Wpuścili do Warty około miliona ryb. Odtwarzają ekosystem rzeki sprzed jej zatrucia
Akcja zarybiania rzeki z udziałem specjalistów rozpoczęła się w środę rano w podpoznańskim Biedrusku. Następnie, w ramach edukacyjnych była kontynuowana w obecności dzieci na plażach miejskich w Poznaniu. Jej koszt to ok. 150 tys. zł. Do Warty trafiły przede wszystkim te gatunki ryb, które najbardziej ucierpiały po ubiegłorocznym zatruciu rzeki środkami owadobójczymi.
W październiku 2015 r. z około stukilometrowego odcinka rzeki w okolicach Poznania wyłowiono kilkanaście ton padniętych ryb. W ich mięśniach stwierdzono wysokie stężenie środka insektobójczego. Trucizna nie zniszczyła ekosystemu rzek, ale zarybienie do jej poprzedniego stanu zajmie nawet kilkanaście lat.

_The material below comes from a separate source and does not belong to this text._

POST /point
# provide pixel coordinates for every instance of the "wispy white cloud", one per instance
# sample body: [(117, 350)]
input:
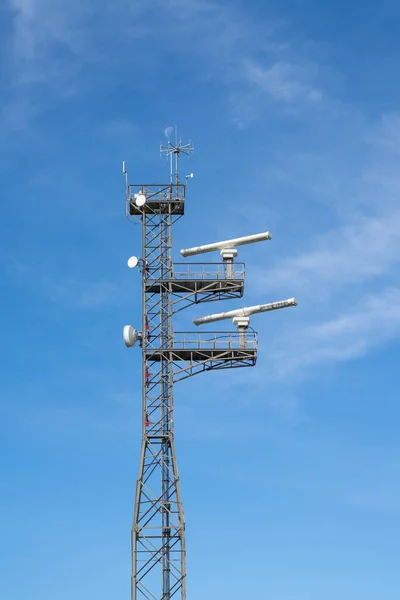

Pierwszy, istotny krok w tym kierunku poczyniono w środę. Do Warty trafiły m.in. szczupaki, miętusy, bolenie i certy. Zarybianie to część pięcioletniego Programu Pomocy Warcie "Jest Tego Warta".
Miliard sandaczy
- Program, poza zarybieniami, przewiduje opiekę nad starorzeczami w postaci budowy gniazd dla sandaczy, zarybienia tarlakami oraz opiekę i ich monitoring. Po 3 latach ma przynieść aż miliard sandaczy dla Warty - poinformował Sebastian Staśkiewicz z fundacji Ratuj Ryby, która uczestniczy w programie.
Działania fundacji objął patronatem naukowym Instytut Rybactwa Śródlądowego im. Stanisława Sakowicza w Olsztynie. W zarybianiu pomaga też m.in. Miasto Poznań i Starostwo Poznańskie.
Do pięciu lat więzienia za zatrucie
W maju tego roku, w związku z zatruciem Warty zarzuty "spowodowania zniszczenia w świecie roślinnym lub zwierzęcym w znacznych rozmiarach" usłyszały cztery osoby. Grozi im nawet pięcioletnie więzienie.